Tuesday, February 3, 2015

Sister Emanuelle (1977)

Black Emanuelle History Month gets a little botched with this one.  Joe D'Amato hands over the directorial reins to spaghetti western & peplum vet Giuseppe Vari and the results are not inspiring.  Emanuelle, repenting of her sluttery, joins a convent that retrains female juvenile delinquents.  Trouble arrives in the form of a brazen and apparently middle-aged teenage girl (Monica Zanchi, who we'll meet again in the next Emanuelle post).

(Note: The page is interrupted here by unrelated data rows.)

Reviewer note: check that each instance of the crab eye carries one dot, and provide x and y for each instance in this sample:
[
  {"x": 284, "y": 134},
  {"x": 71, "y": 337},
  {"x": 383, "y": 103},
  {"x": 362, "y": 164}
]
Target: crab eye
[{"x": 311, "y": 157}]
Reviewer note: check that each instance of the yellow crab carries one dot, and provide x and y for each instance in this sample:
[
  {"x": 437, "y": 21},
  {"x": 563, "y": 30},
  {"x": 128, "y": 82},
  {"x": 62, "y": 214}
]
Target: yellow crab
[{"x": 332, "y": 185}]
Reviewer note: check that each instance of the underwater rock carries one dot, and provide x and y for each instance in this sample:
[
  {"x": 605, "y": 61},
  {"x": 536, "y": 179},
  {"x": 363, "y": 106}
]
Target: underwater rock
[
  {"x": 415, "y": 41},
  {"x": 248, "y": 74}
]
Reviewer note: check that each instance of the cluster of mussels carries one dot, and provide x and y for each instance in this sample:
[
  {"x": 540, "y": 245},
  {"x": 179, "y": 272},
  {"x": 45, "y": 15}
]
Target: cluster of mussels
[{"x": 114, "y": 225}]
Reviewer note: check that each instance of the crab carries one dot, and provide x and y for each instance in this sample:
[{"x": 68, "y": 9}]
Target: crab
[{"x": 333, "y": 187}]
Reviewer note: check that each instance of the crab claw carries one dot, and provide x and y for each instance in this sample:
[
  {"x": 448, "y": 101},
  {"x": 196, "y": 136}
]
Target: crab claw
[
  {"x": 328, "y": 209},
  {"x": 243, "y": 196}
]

It's a fine story, to be sure.  But taking the plucky Emanuelle and denuding her of her harlot crown doesn't work well.  I'm not Catholic, thank God, but I can't picture anyone getting excited by Emanuelle spending most of the movie dressed like a fancy napkin.  Her acting actions are mostly devoted to scolding and being shocked, too.  Which means that Monica Zanchi has to provide the requisite amounts of scuzz and she's miscast as a teen and the film also seems very restrained in comparison with the sleazy anarchy of previous Em sequels.


This attempts to be a far more conventional film, devoting lots of time to relationship drama and broad farce.  Parts of it work, like the legit funny stuff involving one nun's bladder problems.  But, please, Sister Emanuelle.  We put down our money with certain expectations and you give us teenage crying and arguments?  Most dreadfully, the movie barely cares about sex scenes.  What we get is shot in ugly close-ups of pale skin rubbing gross hirsute man chest (Gabriele Tinti, who played a different character in Emanuelle in America).  Gemser barely contributes, doing a repeated bored solo disrobing, like the world's sleepiest stripteaser.  It was probably fun for her to do something different with this character, but it's no fun for us to watch.


People expecting an Emanuelle movie are going to be unsatisfied and people who like sophisticated real cinema are going to be unimpressed by the amateur work here.  I haven't seen the next sequel, Last Cannibals, yet, but I'm pretty confident that you can skip this one and move on to the next phase of Black Emanuelle.